The Mudcat Café TM
Thread #139538   Message #3201576
Posted By: SteveMansfield
04-Aug-11 - 08:56 AM
Thread Name: How squeezy is John Spiers?
Subject: RE: How squeezy is John Spiers?
Yes. I might try looking into that a bit more... Sounds like a serious issue.

(All the following is no knock on Emma personally or on her interesting blog BTW, or indeed on John Spiers ... or on anyone else (other than evil capitalist concertina hoarders obviously)) ..

I may be proved wrong, but I'm going to stick my neck out here - I suspect that what we have going on here is nothing but capitalism in action, rather than some nefarious conspiracy or immoral activity.

Concertinas have been expensive for a long time; I first came across them in the early 80s and would probably have started playing then if they'd not been way out of my price bracket then. (I did finally buy one years later and it was still a fair wodge of my money then) :)

Despite the excellent efforts of people like Wim Wakker and other manufacturers to make entry-level instruments, if you're going to play concertina there's nothing to beat a decent well-made vintage or modern instrument(*) - and they cost money, because demand outstrips supply.

Now if some evil person is found to be deliberately hoarding hundreds of top-quality concertinas to force the price high (presumably whilst stroking a white cat in their lair built into a dormant volcano) I'll be the first to join the lynch mob.

But I suspect that ain't gonna happen - because far too many vintage concertinas have just disappeared in the passage of time - they were discarded in house clearances, or fell to pieces, or got smashed up in the kids' version of piano-smashing contests, or just fell through the cracks of history.
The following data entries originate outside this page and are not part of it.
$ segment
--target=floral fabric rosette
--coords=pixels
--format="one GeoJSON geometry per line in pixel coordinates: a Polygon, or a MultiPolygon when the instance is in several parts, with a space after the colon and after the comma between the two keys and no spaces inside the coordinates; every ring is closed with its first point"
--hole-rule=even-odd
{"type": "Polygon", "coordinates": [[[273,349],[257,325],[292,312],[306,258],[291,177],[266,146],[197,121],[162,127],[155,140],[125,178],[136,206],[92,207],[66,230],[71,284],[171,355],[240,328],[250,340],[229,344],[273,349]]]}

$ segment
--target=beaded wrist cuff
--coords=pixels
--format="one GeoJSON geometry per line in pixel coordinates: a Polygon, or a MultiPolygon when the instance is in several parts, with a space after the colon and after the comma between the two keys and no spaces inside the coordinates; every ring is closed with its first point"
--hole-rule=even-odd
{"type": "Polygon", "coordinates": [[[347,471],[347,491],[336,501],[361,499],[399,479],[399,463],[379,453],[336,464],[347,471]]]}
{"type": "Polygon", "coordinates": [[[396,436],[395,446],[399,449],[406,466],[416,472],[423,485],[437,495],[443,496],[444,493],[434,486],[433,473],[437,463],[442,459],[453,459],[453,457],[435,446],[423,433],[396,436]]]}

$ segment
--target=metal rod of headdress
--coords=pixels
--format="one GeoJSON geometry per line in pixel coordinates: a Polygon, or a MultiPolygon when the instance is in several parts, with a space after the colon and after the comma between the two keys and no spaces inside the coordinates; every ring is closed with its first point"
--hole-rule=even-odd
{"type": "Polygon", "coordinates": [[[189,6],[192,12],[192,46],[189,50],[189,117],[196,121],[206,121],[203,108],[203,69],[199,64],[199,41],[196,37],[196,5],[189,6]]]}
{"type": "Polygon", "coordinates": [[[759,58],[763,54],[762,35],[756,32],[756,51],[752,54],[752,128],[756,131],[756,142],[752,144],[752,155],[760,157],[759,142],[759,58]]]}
Modern craft makers are just that - they make a certain number of instruments per year, and once they're sold, they're sold; and nobody to my knowledge has managed to come up with a way of factory-producing high-quality concertinas in the way that decent playable guitars are manufactured. And at the end of the day there's nothing like the economic imperative to do so, because there just isn't the same level of demand for concertinas.

I certainly haven't seen any concertina dealers or repairers driving around in Bentleys lighting their cigars with 50 pound notes ...


(*) I've said that before on Mudcat and been accused of cargo-cultism, but I'm saying it again here!